[E] Re: [integration-dev] integration/distribution version issues


Sangwook Ha
 

Looking at the release & version bump cycle, some of the steps may be simplified, and hopefully automated:

- For each release of managed projects, release & version bump, are done separately a few days apart - is there any reason why this cannot be done together?
- For 'opendaylight/pom.xml' there are multiple manual steps: can steps 2 & 3 be merged & done automatically?
1) activate profiles for self-managed projects
2) release
3) update versions and deactivate profiles for self-managed projects (sometimes the version bump is done in two separate steps: the artifact/karaf & self-managed project)

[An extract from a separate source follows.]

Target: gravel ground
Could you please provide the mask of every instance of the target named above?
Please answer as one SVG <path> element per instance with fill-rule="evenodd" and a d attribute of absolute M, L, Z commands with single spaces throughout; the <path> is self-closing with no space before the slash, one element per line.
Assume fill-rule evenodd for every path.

And there are two different types of release tags - one for managed projects (e.g. release/silicon-sr3) and common release (14.3.0). The former does not update 'opendaylight/pom.xml' but the latter updates all the POM files. And this is confusing because all the versions except for 'opendaylight/pom.xml' have been bumped up by the time the release is made, and they have a version ahead of what the label says (e.g. for the tag '14.3.0' all the versions except for 'opendaylight/pom.xml' is '14.4.0').

Thanks,
Sangwook

On Wed, Nov 17, 2021 at 1:18 AM Robert Varga <nite@...> wrote:
On 17/11/2021 08:26, Luis Gomez wrote:
> I thought this was clear, at least to ODL old folks, the int/dist
> project holds 2 distributions:

Three, actually.

> - Karaf distribution (karaf/pom.xml) only containing Managed projects is
> also a Managed project and integrated with autorelease (automatic
> release & bump).
> - Common distribution (opendaylight/pom.xml) containing Managed and Self
> Managed projects. This is a Self Managed project and therefore it has to
> be manually released, bumped, etc, just like any other SM project.

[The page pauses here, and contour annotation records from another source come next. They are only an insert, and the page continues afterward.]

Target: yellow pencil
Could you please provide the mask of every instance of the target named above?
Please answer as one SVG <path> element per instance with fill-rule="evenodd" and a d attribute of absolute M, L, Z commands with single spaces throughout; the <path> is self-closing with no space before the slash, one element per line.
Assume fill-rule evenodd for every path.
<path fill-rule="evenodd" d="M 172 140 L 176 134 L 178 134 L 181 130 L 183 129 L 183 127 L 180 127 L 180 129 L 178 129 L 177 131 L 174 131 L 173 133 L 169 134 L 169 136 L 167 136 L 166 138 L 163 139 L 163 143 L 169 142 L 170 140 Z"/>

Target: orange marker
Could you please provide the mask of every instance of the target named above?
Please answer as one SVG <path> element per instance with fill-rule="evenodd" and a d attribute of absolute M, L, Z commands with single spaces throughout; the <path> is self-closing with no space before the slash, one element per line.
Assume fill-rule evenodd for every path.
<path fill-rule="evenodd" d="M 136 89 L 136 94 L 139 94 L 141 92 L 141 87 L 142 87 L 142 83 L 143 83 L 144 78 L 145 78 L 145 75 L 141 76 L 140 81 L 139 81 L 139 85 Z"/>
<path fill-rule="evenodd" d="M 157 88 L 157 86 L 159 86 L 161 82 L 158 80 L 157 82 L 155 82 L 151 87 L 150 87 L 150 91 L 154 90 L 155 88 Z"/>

Yes, and therefore the release lifecycle of int/dist is unlike any other
project I have come across.

> AFAIR the sanity test you are pointing out is the only test that uses
> the common distribution, all of our CSIT uses Karaf distribution. I hope
> this explains.

Right-o, but unfortunately you are explaining something completely
off-topic, so let me try to reiterate.

1. Ever since the dawn of autorelease MSI projects have agreed to bump
the minor version, i.e. 1.2.0 -> 1.3.0

2. On Feb 22 this year, Anil branched stable/silicon, correctly bumping
opendaylight/pom.xml from 0.14.0-SNAPSHOT to 0.15.0-SNAPSHOT:
https://git.opendaylight.org/gerrit/c/integration/distribution/+/95287

3. On Apr 3 this year, you changed the versioning scheme on
stable/silicon to 14.0.0-SNAPSHOT:
https://git.opendaylight.org/gerrit/c/integration/distribution/+/95655

4. On Apr 22 this year, Guillaume made a similar change on then-master:
https://git.opendaylight.org/gerrit/c/integration/distribution/+/95789

5. On Sep 21 this year, Anil branched stable/phosphorus, but unlike all
the previous times, opendaylight/pom.xml's version was NOT updated:
https://git.opendaylight.org/gerrit/c/integration/distribution/+/97551

6. On Sep 24 this year, the first successful
distribution-merge-full-sulfur job run:
https://s3-logs.opendaylight.org/logs/releng/vex-yul-odl-jenkins-1/distribution-merge-full-sulfur/2/console.log.gz,
happily doing:

> Deploying the main artifact opendaylight-15.0.0-SNAPSHOT.tar.gz
> Uploading to opendaylight-snapshot: https://nexus.opendaylight.org/content/repositories/opendaylight.snapshot/org/opendaylight/integration/opendaylight/15.0.0-SNAPSHOT/opendaylight-15.0.0-20210924.032546-1083.tar.gz
> Uploaded to opendaylight-snapshot: https://nexus.opendaylight.org/content/repositories/opendaylight.snapshot/org/opendaylight/integration/opendaylight/15.0.0-SNAPSHOT/opendaylight-15.0.0-20210924.032546-1083.tar.gz (266 MB at 28 MB/s)
> Uploading to opendaylight-snapshot: https://nexus.opendaylight.org/content/repositories/opendaylight.snapshot/org/opendaylight/integration/opendaylight/15.0.0-SNAPSHOT/maven-metadata.xml
> Uploaded to opendaylight-snapshot: https://nexus.opendaylight.org/content/repositories/opendaylight.snapshot/org/opendaylight/integration/opendaylight/15.0.0-SNAPSHOT/maven-metadata.xml (982 B at 18 kB/s)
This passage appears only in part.